Os campos eletromagnéticos podem alterar os arranjos das cargas ao redor do átomo. Como a luz é um campo eletromagnético que muda rapidamente, uma chuva de fótons adequadamente direcionados pode empurrar os elétrons para posições que – em teoria – poderiam vê-los se unirem.

“Se você ligar agora um campo elétrico externo, essa distribuição de carga muda um pouco”, explicou o físico Philipp Haslinger, da Universidade Técnica de Viena.

“A carga positiva é ligeiramente deslocada em uma direção, a carga negativa ligeiramente na outra direção, o átomo de repente tem um lado positivo e um negativo, e agora está polarizado.”

Haslinger, a física atômica da Universidade Técnica de Viena Mira Maiwöger e colegas usaram átomos de rubídio ultrafrios para demonstrar que a luz pode realmente polarizar átomos da mesma maneira, o que, por sua vez, faz com que átomos neutros se tornem um pouco pegajosos.

“Esta é uma força atrativa muito fraca, então você deve conduzir o experimento com muito cuidado para poder medi-la”, disse Maiwöger.

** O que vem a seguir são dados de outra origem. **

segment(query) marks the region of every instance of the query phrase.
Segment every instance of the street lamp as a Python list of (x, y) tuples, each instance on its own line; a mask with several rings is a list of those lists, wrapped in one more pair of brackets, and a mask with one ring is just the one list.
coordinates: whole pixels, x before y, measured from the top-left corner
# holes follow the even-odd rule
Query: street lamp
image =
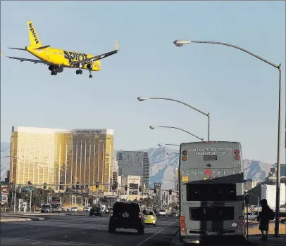
[(189, 105), (189, 104), (187, 104), (187, 103), (184, 103), (184, 102), (182, 102), (182, 101), (178, 101), (178, 100), (176, 100), (176, 99), (166, 98), (149, 98), (149, 97), (147, 97), (147, 96), (139, 96), (139, 97), (137, 97), (137, 100), (138, 100), (139, 101), (140, 101), (140, 102), (142, 102), (143, 101), (148, 100), (148, 99), (157, 99), (157, 100), (168, 100), (168, 101), (173, 101), (173, 102), (177, 102), (177, 103), (179, 103), (184, 104), (185, 105), (186, 105), (186, 106), (187, 106), (187, 107), (189, 107), (189, 108), (192, 108), (193, 110), (196, 110), (196, 111), (200, 112), (201, 114), (203, 114), (203, 115), (207, 116), (207, 117), (208, 117), (208, 141), (209, 141), (209, 128), (210, 128), (210, 114), (209, 114), (209, 112), (206, 113), (206, 112), (203, 112), (203, 111), (201, 111), (201, 110), (198, 110), (197, 108), (194, 108), (194, 107), (193, 107), (193, 106), (191, 106), (190, 105)]
[[(190, 41), (190, 40), (184, 40), (184, 39), (178, 39), (175, 40), (173, 44), (178, 47), (182, 46), (184, 44), (191, 44), (191, 43), (197, 43), (197, 44), (220, 44), (223, 45), (225, 46), (229, 46), (232, 48), (235, 48), (239, 49), (242, 51), (247, 53), (249, 55), (254, 56), (257, 59), (259, 59), (264, 63), (271, 65), (271, 66), (277, 68), (279, 71), (279, 89), (278, 89), (278, 147), (277, 147), (277, 171), (276, 171), (276, 176), (277, 176), (277, 182), (276, 182), (276, 205), (275, 205), (275, 210), (276, 210), (276, 216), (275, 216), (275, 236), (279, 236), (279, 209), (280, 209), (280, 142), (281, 142), (281, 105), (282, 105), (282, 98), (281, 98), (281, 90), (282, 90), (282, 84), (281, 84), (281, 63), (279, 65), (274, 64), (266, 59), (263, 58), (262, 57), (257, 56), (243, 48), (237, 46), (233, 44), (227, 44), (227, 43), (221, 43), (221, 42), (216, 42), (213, 41)], [(138, 99), (139, 100), (139, 99)], [(285, 132), (285, 137), (286, 137), (286, 132)], [(286, 144), (285, 144), (286, 148)]]
[(163, 145), (172, 145), (172, 146), (180, 146), (179, 144), (173, 144), (173, 143), (158, 143), (158, 146), (162, 147)]
[(178, 153), (176, 152), (167, 152), (167, 155), (180, 155), (180, 153)]
[(193, 134), (191, 134), (190, 132), (189, 132), (189, 131), (187, 131), (186, 130), (184, 130), (184, 129), (182, 129), (181, 128), (178, 128), (178, 127), (158, 127), (158, 126), (150, 126), (149, 127), (150, 127), (150, 129), (151, 130), (154, 130), (155, 128), (172, 128), (172, 129), (174, 129), (181, 130), (182, 131), (187, 132), (187, 134), (194, 136), (197, 138), (199, 138), (199, 139), (201, 140), (202, 141), (204, 141), (204, 138), (201, 138), (200, 137), (199, 137), (199, 136), (196, 136), (196, 135), (194, 135)]

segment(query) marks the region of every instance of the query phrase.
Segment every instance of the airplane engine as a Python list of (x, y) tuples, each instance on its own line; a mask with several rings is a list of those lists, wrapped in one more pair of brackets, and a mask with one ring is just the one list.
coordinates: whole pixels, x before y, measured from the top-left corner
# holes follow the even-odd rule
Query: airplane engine
[(57, 72), (62, 72), (63, 71), (63, 67), (58, 67), (55, 69)]

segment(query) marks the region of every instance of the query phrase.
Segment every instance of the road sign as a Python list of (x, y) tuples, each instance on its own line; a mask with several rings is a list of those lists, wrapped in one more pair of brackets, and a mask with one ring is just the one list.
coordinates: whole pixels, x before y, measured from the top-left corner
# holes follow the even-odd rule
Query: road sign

“Se os átomos têm muita energia e estão se movendo rapidamente, a força atrativa desaparece imediatamente. É por isso que uma nuvem de átomos ultrafrios foi usada.”

A equipe prendeu uma nuvem de cerca de 5.000 átomos abaixo de um chip revestido de ouro, em um único plano, usando um campo magnético.

Foi aqui que eles resfriaram os átomos até temperaturas próximas do zero absoluto (-273 ° C ), formando um quase condensado – então as partículas de rubídio começam a agir coletivamente e compartilham propriedades como se estivessem no quinto estado da matéria, mas não na mesma proporção.

Atingidos por um laser, os átomos experimentaram uma variedade de forças. Por exemplo, a pressão de radiação dos fótons recebidos pode empurrá-los ao longo do feixe de luz. Enquanto isso, as respostas nos elétrons podem atrair o átomo de volta para a parte mais intensa do feixe.

Para detectar a atração sutil que se acredita surgir entre os átomos nessa enxurrada de eletromagnetismo, os pesquisadores precisaram fazer alguns cálculos cuidadosos.

Quando eles desligaram o campo magnético, os átomos caíram livremente por cerca de 44 milissegundos antes de atingir o campo de luz do laser, onde também foram fotografados usando microscopia de fluorescência de lâmina de luz.

Durante a quena, a nuvem se expandiu naturalmente, de modo que os pesquisadores puderam fazer medições em diferentes densidades.

Em altas densidades, Maiwöger e colegas descobriram que até 18% dos átomos estavam faltando nas imagens observacionais que estavam tirando. Eles acreditam que essas ausências foram causadas por colisões assistidas por luz, expulsando os átomos de rubídio de sua nuvem.

Isso demonstrou parte do que estava acontecendo – não era apenas a luz que estava influenciando os átomos, mas a luz espalhada pelos outros átomos também. Quando a luz tocou os átomos, deu-lhes uma polaridade.

Dependendo do tipo de luz usado, os átomos eram atraídos ou repelidos por uma maior intensidade de luz. Então, eles foram puxados para a região de luz mais baixa ou de luz mais alta – em cada caso, eles acabaram se acumulando juntos.

“Uma diferença essencial entre as forças usuais de radiação e a interação [desencadeada pela luz] é que a última é uma interação partícula-partícula eficaz, mediada pela luz espalhada”, escreveram Maiwöger e colegas em seu paper.

“Ela não prende átomos em uma posição fixa (por exemplo, o foco de um feixe de laser), mas os atrai para regiões de densidade máxima de partículas”.

Embora essa força que reúne os átomos seja muito mais fraca do que as forças moleculares com as quais estamos mais familiarizados, em grandes escalas ela pode se somar. Isso pode mudar os padrões de emissão e as linhas de ressonância – recursos que os astrônomos usam para informar nossa compreensão dos objetos celestes.

Também poderia ajudar a explicar como as moléculas se formam no espaço.

“Na vastidão do espaço, pequenas forças podem desempenhar um papel significativo”, disse Haslinger.

“Aqui, pudemos mostrar pela primeira vez que a radiação eletromagnética pode gerar uma força entre os átomos, o que pode ajudar a esclarecer cenários astrofísicos que ainda não foram explicados.”

Esta pesquisa foi publicada na Physical Review X.